This test kit is used for the in vitro qualitative detection of common mutations in exons 18-21 of the EGFR gene in samples from human non-small cell lung cancer patients (Refer to Table 1 for details)
Lung cancer has become the leading cause of cancer deaths in the world, seriously threatening human health. Among lung cancer patients, non-small cell lung cancer accounts for about 80%. EGFR is currently the most important molecular target for the treatment of non-small cell lung cancer. Phosphorylation of EGFR can promote tumor cell growth, differentiation, invasion, metastasis, anti-apoptosis, and promote tumor angiogenesis. EGFR tyrosine kinase inhibitor (TKI) can block the EGFR signal transduction pathway by inhibiting EGFR autophosphorylation, thereby inhibiting the proliferation and differentiation of tumor cells, promoting tumor cell apoptosis, reducing tumor angiogenesis, etc., so as to achieve tumor recovery. Targeted therapy [1]. A large number of studies have shown that the therapeutic efficacy of EGFR-TKI is closely related to the status of EGFR gene mutations, and can specifically inhibit the growth of tumor cells with EGFR gene mutations [2~3]. The EGFR gene is located on the short arm of chromosome 7 (7p12), with a full length of 200Kb, consisting of 28 exons. The mutation region is mainly located in exons 18-21, among which codons 746-753 on exon 19 are missing Mutations account for about 45% of mutations, and the L858R mutation on exon 21 accounts for about 40% to 45% [4]. The "NCCN Guidelines for the Diagnosis and Treatment of Non-Small Cell Lung Cancer" clearly states that EGFR gene mutation testing is required before EGFR-TKI medication. This test kit is used to guide the medication of epidermal growth factor receptor tyrosine kinase inhibitor (EGFR-TKI) drugs, and to provide a basis for personalized medicine for patients with non-small cell lung cancer. This kit is only used for the detection of common mutations in the EGFR gene in patients with non-small cell lung cancer. The test results are for clinical reference only and should not be used as the sole basis for individualized treatment of patients. Clinicians should combine the patient's condition, drug indications, and treatment Factors such as reaction and other laboratory test indicators make a comprehensive judgment on the test results.

TEST PRINCIPLE

This detection kit uses PCR enrichment solution, ARMS (Amplification refractory mutation system) technology and Taqman probe combined method to detect L858R, 19del, and other common EGFR mutations. By enriching the mutation sites by PCR, the resolution and sensitivity of detection are further improved. Taqman probes are labeled with a reporter fluorophore FAM and a quencher fluorophore BHQ2. When the probe is intact, the fluorescent signal emitted by the reporter group is absorbed by the quenching group; during PCR amplification, the 5'-3' exonuclease activity of Taq enzyme cleaves and degrades the probe, making the reporter fluorescent group and The quenching fluorophore is separated so that the fluorescence monitoring system can receive the fluorescence signal. The PCR enrichment solution reduces the wild-type background sequence through restriction enzyme digestion, and further improves the resolution and sensitivity of detection. The characteristics of the ARMS method: Taq DNA Polymerase, which has no 3'-5' exonuclease activity, can specifically recognize the 3'end of the primer. Only when the 3'end of the primer is completely matched can the fragment at the mutation site be amplified normally. When the 3'end of the primer is mismatched, it cannot be effectively amplified. Therefore, using this method can selectively amplify the mutant sequence, and the Taqman probe is combined with the amplified product to identify the target sequence of the mutation.
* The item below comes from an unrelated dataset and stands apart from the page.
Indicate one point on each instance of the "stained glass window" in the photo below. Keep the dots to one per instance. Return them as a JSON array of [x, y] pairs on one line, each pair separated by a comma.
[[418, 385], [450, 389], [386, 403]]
The detection area selected by the internal control reaction solution is a relatively conservative segment on exon 2 of the human EGFR gene, about 120 bp, as a quality control for reagents, DNA quality, and the operation itself. Even if the DNA is degraded, the internal control can truly react to the system. The effective amount of DNA in the gene.
The detection system contains a certain proportion of dUTP, dNTP and uracil DNA glycosylase (UDG enzyme), this enzyme (also called uracil-N-glycosylase or UNG enzyme) can interrupt PCR containing dUTP Product, thereby effectively preventing PCR contamination.